After writing the wrapper with tuples for defining the handler params, I found these annoying things, and reasons that solidify the idea of using of a struct instead:

  • You can’t declare a parameter name for a tuple in a closure if it’s the only parameter. Which means:
  • Code completion is crappy with tuples
    • When you write the function call, tab to the handler, then hit return, you then also have to write local variable name for the tuple. I feel that having a name, that the user can change, pre-written is important for clarification of what the tuple actually is.
    • You (sometimes) don’t get code completion when accessing params in the tuple
  • The variables in the tuple are just that. Variables. They can be changed. This not cool and opens room for bugs.
  • This ones not a biggy, but with a tuple’s variables can be accessed by index, so if you re-order params in the tuple for whatever reason, it will lead to errors for it’s users.

For these reasons I’m going to go with structs. Another cool thing with structs: you can give them init methods that are private to your API class thus stopping other classes for even making them!

Thoughts, tips, improvements and suggestions are always welcome with me. Ping me on Twitter.

Inspirations from this post

This post and the feeback from my colleague Jacek have inspired me to think about another post on parsing the returned data from the API (JSON in our case) and about which classes take responsibility of parsing which parts of the response.
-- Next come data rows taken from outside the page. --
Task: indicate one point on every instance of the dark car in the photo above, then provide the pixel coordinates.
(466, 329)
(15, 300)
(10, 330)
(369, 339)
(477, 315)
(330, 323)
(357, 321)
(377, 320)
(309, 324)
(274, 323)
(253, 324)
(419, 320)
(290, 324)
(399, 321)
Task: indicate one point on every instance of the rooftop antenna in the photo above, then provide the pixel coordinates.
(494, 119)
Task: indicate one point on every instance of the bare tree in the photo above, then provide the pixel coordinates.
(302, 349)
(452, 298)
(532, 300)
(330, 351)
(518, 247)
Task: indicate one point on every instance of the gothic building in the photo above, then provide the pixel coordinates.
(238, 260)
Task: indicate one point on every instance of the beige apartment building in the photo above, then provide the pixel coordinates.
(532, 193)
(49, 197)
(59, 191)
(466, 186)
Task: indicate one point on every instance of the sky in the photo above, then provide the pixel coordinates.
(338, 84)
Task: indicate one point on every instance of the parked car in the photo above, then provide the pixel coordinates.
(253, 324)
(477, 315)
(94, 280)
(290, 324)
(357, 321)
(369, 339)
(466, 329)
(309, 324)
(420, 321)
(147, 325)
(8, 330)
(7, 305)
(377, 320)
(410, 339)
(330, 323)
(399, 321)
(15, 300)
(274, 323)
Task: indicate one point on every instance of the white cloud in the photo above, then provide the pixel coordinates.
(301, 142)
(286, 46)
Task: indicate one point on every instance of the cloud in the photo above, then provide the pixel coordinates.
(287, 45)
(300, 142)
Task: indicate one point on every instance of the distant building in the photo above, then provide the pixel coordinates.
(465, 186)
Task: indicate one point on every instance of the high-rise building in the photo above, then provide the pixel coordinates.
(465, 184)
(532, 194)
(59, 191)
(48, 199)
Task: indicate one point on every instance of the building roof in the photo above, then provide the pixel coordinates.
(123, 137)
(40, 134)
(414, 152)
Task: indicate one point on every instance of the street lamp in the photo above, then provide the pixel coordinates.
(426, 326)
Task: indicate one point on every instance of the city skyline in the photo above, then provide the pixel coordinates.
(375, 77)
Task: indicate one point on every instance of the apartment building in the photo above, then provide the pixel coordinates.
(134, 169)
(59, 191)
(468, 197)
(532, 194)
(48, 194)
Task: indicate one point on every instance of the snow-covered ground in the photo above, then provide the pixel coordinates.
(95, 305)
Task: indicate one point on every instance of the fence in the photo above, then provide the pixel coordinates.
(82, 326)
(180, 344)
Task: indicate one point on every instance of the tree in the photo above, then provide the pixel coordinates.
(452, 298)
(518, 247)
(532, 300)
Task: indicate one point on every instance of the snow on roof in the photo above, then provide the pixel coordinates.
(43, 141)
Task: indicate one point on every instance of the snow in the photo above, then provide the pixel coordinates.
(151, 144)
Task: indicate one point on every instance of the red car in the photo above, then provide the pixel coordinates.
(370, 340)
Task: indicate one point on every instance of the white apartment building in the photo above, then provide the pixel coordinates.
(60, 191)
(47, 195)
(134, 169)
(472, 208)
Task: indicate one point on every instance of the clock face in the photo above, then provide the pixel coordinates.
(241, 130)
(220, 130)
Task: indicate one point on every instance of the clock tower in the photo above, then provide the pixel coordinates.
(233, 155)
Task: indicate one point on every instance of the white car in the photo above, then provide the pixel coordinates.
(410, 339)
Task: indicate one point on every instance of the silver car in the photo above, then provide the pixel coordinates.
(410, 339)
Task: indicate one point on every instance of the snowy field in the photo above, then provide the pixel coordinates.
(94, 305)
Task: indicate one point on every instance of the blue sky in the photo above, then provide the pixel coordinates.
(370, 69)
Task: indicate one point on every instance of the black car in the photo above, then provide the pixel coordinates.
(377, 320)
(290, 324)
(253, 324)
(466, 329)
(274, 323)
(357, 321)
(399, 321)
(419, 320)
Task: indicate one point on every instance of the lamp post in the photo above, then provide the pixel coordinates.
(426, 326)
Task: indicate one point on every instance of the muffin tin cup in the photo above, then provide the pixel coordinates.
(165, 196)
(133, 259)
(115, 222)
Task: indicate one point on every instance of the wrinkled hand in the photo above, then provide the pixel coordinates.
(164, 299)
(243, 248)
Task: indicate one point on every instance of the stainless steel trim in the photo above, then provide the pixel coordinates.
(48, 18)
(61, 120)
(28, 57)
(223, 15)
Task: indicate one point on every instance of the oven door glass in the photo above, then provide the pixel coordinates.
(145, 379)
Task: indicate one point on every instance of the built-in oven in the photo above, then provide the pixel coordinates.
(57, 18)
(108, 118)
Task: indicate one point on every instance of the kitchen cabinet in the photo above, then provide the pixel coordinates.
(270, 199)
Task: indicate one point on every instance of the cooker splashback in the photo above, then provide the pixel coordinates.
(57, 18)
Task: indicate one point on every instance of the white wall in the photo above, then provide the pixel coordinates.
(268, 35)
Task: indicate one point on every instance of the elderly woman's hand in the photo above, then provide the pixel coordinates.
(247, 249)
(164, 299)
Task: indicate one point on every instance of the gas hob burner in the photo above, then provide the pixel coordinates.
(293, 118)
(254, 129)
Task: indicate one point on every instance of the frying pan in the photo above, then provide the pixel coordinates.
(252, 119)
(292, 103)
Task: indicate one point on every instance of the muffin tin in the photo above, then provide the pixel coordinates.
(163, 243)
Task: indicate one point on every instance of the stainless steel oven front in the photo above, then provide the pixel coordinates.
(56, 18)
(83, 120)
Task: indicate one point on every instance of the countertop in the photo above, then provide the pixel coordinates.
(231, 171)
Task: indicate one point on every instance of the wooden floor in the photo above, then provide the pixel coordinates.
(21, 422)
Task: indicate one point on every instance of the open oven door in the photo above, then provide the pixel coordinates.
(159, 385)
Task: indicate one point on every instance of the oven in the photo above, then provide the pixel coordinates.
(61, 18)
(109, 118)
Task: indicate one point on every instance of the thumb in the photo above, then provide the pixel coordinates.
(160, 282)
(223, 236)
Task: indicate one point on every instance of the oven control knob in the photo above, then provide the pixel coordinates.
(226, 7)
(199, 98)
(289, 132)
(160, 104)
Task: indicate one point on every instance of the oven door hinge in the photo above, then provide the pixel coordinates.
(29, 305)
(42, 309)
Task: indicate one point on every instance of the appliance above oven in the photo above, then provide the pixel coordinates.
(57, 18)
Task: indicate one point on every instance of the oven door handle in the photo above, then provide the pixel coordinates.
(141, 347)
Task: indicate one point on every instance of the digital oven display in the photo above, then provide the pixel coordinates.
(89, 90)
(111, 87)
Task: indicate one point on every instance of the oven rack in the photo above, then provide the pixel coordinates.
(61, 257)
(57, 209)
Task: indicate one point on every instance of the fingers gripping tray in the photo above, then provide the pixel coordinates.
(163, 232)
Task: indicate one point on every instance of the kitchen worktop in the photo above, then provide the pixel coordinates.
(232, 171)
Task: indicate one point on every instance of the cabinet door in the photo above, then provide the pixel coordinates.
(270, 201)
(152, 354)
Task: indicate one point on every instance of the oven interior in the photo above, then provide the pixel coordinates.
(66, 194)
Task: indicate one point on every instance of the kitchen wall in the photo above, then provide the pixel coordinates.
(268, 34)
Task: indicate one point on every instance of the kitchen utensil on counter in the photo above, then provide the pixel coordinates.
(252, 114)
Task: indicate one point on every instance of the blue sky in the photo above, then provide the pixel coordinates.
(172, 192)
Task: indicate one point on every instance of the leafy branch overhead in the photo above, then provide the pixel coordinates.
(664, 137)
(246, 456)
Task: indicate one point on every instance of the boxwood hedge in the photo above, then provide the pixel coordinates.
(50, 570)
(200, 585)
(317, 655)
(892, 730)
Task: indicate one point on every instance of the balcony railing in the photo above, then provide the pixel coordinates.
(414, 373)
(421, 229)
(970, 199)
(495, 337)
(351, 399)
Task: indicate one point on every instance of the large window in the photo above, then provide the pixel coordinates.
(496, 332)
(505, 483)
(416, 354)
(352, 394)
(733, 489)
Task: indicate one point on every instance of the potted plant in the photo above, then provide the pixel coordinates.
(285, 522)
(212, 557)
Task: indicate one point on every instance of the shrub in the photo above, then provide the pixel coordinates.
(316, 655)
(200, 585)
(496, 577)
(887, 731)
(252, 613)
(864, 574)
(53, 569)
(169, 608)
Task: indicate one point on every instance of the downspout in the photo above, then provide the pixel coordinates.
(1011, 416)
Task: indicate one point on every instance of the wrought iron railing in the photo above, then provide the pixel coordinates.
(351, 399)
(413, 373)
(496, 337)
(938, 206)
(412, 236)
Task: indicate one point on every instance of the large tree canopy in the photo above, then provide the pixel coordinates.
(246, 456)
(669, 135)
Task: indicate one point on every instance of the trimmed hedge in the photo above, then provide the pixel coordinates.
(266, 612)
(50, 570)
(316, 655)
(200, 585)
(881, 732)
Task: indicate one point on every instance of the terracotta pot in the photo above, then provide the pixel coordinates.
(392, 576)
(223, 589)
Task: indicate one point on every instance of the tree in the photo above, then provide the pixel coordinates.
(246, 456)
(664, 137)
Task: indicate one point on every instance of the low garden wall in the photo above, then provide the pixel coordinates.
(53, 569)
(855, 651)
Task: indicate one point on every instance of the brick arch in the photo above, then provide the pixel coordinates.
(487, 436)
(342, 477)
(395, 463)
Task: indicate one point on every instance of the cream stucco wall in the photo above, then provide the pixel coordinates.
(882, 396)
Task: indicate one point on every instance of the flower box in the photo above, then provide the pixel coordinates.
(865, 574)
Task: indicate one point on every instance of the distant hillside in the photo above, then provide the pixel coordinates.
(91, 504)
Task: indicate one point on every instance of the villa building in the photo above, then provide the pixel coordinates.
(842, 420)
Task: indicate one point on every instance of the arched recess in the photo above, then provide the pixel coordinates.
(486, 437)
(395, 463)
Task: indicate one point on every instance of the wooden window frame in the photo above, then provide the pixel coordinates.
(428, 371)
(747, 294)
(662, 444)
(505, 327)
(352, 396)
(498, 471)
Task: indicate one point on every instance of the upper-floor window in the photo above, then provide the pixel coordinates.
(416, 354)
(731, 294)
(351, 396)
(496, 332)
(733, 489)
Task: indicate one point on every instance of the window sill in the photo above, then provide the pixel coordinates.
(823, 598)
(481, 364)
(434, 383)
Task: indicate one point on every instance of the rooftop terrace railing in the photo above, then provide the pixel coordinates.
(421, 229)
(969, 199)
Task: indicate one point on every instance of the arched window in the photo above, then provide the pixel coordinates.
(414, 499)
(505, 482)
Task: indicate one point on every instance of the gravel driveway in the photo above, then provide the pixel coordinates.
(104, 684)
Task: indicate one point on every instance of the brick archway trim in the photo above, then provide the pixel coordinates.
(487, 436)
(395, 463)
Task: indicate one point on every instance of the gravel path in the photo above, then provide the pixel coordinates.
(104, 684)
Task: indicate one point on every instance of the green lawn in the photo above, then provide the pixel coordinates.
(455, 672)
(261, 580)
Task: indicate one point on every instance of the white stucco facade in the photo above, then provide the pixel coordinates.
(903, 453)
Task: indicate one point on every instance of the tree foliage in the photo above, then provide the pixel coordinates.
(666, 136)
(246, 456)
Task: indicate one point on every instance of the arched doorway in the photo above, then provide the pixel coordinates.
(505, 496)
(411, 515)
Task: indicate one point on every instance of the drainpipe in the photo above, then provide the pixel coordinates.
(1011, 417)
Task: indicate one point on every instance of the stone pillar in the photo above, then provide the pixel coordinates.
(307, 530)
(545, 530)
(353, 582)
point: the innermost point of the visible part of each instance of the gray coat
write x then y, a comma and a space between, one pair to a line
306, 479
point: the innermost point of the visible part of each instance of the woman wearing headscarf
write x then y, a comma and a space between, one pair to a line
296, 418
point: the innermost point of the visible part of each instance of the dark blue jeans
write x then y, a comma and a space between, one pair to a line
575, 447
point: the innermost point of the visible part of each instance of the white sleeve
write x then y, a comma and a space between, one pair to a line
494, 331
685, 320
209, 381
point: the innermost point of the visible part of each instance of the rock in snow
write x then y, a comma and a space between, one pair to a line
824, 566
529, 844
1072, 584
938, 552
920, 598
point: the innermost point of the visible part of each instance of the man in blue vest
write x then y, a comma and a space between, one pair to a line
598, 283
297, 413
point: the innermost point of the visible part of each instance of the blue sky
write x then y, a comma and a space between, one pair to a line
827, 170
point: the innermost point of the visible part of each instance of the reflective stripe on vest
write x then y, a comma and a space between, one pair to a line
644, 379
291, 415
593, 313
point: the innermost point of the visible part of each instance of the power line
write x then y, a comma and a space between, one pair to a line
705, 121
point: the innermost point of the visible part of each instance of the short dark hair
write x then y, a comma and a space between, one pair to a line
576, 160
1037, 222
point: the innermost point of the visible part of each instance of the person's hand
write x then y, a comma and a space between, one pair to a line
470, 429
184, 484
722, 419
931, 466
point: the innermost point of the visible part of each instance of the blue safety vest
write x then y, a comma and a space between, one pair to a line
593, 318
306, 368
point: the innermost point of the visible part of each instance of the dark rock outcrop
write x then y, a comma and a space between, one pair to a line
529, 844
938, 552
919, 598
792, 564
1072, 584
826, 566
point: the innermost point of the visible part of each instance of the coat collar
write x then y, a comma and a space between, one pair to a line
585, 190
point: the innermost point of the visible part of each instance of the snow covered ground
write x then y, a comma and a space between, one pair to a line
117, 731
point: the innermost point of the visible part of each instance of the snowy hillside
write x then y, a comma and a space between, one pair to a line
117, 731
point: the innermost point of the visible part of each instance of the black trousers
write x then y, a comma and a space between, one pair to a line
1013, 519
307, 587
  • Should the API class just make the request and return the NSData to a parser class?
  • Who should parse what?
  • Should the User class be responsible for pulling out it’s own data from the JSON (feels good to me)?
  • What if some data, such as a token for the logIn() function, is returned from the server?
  • What parses the token, and what parses the user?
  • Should the API class return an error enum if the expected token is not found in the logIn() function?
  • Perhaps some mix where the API makes sure the returned data is JSON and that the token is there, then it passes the rest of the JSON to the User class?

I’ll add a link here to the post I write on this topic later.